A coal pier is a transloading facility designed for the transfer of coal between rail and ship.

The typical facility for loading ships consists of a holding area and a system of conveyors for transferring the coal to dockside and loading it into the ship's cargo holds. Originally the holding area consisted of a rail yard in which the loaded cars were sorted by grade and held until needed for loading. Modern facilities are more likely to unload the cars immediately (for example, with rotary car dumpers) and store the coal in piles until the ship is loaded. This frees up the cars for immediate reuse and obviates rail yard maintenance.

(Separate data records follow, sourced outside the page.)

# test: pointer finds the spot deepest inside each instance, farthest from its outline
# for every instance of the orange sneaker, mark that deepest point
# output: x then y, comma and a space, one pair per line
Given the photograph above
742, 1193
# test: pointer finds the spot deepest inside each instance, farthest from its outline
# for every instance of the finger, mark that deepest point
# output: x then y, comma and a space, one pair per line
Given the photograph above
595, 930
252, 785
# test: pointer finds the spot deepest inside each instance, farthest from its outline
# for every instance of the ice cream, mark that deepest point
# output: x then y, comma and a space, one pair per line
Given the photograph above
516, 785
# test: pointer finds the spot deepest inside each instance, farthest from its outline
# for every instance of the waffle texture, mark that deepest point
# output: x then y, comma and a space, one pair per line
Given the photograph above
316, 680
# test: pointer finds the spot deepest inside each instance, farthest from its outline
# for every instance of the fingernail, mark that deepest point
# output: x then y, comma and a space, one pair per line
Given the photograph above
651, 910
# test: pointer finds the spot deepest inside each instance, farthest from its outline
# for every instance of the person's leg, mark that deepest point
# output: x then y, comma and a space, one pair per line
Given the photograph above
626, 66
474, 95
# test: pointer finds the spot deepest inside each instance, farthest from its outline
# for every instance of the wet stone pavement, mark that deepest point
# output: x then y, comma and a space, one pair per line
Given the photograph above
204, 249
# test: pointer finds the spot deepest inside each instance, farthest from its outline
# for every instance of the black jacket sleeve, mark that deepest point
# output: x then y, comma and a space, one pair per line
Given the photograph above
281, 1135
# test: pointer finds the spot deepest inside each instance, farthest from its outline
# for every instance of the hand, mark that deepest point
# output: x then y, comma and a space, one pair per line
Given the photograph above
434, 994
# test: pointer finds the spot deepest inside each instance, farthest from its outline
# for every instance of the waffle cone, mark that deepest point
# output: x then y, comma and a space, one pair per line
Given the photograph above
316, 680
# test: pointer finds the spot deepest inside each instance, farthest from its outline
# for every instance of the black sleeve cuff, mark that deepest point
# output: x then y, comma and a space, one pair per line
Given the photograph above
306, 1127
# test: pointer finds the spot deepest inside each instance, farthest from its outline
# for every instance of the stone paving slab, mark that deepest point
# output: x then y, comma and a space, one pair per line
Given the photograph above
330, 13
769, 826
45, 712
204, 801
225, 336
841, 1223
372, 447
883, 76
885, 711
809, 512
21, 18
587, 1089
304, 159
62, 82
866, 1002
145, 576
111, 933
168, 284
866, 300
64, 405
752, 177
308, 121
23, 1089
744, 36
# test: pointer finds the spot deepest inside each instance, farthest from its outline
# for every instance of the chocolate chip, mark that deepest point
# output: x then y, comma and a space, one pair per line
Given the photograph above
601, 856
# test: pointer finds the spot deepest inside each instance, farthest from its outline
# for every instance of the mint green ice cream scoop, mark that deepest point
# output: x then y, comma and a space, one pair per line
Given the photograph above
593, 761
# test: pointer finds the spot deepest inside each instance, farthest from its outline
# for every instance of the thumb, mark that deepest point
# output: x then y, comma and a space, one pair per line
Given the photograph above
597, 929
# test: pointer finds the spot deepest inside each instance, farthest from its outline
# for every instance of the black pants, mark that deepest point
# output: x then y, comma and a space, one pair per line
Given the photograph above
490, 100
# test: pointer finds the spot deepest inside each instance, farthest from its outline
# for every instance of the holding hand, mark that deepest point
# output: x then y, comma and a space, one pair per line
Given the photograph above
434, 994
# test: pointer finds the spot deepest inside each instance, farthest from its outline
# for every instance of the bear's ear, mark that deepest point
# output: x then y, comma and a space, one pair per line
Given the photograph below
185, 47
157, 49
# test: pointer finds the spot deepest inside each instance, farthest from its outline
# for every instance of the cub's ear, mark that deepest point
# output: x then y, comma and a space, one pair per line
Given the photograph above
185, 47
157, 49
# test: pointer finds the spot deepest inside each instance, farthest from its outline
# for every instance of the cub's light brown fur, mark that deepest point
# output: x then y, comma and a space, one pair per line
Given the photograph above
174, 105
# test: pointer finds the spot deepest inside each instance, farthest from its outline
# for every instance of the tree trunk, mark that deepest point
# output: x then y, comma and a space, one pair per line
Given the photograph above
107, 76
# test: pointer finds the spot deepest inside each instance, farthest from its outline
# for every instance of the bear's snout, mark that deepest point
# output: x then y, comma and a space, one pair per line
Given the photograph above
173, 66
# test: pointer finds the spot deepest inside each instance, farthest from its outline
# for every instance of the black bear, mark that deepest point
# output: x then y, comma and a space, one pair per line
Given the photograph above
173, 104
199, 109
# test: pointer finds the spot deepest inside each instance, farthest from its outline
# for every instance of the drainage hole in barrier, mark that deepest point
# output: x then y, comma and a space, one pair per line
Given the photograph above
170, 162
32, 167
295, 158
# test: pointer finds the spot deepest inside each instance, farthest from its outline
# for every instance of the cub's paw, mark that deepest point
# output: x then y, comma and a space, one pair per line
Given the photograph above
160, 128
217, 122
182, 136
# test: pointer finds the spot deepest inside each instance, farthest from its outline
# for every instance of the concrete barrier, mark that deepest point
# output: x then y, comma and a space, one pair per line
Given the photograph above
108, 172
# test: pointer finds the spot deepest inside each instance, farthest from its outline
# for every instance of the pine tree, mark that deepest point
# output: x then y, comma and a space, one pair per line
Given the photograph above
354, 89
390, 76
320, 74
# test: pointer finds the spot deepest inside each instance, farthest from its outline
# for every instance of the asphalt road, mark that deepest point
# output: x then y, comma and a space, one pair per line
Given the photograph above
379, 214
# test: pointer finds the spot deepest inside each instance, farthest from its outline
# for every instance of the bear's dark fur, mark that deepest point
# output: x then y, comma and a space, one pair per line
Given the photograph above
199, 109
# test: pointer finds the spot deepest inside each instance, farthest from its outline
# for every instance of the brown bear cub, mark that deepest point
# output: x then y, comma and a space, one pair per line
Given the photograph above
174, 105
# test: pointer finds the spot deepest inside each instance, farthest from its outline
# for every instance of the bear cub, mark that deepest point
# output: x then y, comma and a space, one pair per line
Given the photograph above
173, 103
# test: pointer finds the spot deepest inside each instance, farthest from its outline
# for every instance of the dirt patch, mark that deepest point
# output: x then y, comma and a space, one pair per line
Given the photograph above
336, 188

Dedicated coal piers began to be constructed in the 1880s at ports on the Atlantic Coast and Great Lakes in the United States, and many of these survive (though highly modified) to the present. In Virginia, beginning in 1881, coal piers, operated by the Chesapeake and Ohio Railway (C&O) on the Virginia Peninsula at Newport News and in South Hampton Roads by the Norfolk and Western (N&W) and Virginian Railway (VGN) at Norfolk, made the port of Hampton Roads the largest shipping point of coal in the world by 1930. The Curtis Bay coal terminal in Baltimore, Maryland, built by the Baltimore and Ohio Railroad (B&O) in the 1880s, was for a time the largest such facility in the world. C&O and B&O also had facilities on Lake Erie.

In modern times, CSX Transportation continues to serve coal piers at Newport News and Curtis Bay, and Norfolk Southern operates a large complex at Lambert's Point in Norfolk.

==Pacific Northwest==

In the Pacific Northwest of the United States, a number of coal terminals such as the Gateway Pacific Terminal in Bellingham, Washington, were proposed for export of coal from the Powder River Basin to China. As of May 2013, three projects remained under consideration.

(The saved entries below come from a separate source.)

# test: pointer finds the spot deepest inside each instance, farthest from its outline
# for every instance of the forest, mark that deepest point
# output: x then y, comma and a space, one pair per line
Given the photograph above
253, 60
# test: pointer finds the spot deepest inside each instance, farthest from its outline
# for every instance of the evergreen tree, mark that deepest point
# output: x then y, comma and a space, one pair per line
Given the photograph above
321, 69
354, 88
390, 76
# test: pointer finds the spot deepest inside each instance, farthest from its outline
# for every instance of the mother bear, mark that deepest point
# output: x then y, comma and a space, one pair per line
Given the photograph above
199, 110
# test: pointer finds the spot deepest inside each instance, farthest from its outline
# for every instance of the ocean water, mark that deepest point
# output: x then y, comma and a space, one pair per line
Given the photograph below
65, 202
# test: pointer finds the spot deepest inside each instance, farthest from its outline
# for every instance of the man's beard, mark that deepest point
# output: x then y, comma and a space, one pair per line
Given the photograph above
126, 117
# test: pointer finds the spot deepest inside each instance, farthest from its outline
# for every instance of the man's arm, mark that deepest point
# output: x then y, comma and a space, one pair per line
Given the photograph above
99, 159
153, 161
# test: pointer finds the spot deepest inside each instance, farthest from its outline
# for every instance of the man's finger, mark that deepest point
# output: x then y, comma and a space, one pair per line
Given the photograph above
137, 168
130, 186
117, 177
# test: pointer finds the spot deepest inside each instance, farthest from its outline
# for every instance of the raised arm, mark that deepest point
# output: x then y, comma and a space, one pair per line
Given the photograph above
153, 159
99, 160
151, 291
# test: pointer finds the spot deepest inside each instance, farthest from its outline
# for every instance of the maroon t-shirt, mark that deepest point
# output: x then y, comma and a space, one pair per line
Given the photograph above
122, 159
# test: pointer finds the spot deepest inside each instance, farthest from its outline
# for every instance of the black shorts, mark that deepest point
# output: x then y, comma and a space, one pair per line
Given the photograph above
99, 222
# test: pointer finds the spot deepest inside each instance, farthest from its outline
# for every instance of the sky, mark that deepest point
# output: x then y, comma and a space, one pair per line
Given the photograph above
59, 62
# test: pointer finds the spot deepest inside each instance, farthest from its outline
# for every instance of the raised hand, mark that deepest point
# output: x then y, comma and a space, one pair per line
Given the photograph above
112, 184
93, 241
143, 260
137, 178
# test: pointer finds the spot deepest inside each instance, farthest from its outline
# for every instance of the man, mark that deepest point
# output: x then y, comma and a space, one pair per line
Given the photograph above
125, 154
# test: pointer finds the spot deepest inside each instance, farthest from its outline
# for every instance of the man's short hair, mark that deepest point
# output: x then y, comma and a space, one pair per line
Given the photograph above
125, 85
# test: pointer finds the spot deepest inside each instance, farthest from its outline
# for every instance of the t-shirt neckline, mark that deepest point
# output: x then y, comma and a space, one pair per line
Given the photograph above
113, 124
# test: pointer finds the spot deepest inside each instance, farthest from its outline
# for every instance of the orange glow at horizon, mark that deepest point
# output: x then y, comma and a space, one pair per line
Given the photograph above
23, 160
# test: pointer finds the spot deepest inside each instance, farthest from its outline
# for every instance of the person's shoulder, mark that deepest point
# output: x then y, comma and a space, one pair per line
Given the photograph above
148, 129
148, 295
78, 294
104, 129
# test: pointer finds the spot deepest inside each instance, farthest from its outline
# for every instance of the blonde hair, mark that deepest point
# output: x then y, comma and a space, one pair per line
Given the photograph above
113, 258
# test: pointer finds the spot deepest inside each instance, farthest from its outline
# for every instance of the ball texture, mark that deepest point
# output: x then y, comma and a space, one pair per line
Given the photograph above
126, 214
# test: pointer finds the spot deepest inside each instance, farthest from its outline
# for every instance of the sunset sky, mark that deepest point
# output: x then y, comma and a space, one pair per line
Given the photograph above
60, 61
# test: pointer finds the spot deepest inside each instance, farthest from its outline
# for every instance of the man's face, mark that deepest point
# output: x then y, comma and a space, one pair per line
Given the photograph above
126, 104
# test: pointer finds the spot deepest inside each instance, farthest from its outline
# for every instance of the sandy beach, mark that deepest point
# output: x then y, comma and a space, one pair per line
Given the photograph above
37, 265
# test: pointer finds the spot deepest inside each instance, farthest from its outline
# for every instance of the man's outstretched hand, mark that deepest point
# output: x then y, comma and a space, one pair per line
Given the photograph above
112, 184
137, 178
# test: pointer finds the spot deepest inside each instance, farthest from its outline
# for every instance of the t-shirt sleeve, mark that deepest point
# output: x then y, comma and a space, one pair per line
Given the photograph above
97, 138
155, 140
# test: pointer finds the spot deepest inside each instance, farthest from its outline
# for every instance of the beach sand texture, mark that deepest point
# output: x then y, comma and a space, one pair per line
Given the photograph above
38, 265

Lighthouse Resources (formerly Ambre Energy) of Salt Lake City dropped their Morrow Pacific project proposed for Boardman, Oregon, in May, 2016.

The US Army Corps of Engineers sided with the Lummi nation in denying a permit for the Gateway Pacific Terminal in May, 2016. The developers withdrew their application in 2017.

Millennium Bulk Terminals proposed for Longview, Washington, lost a permit appeal in March 2020. As of October, 2020, the state of Montana is suing the state of Washington over the denial.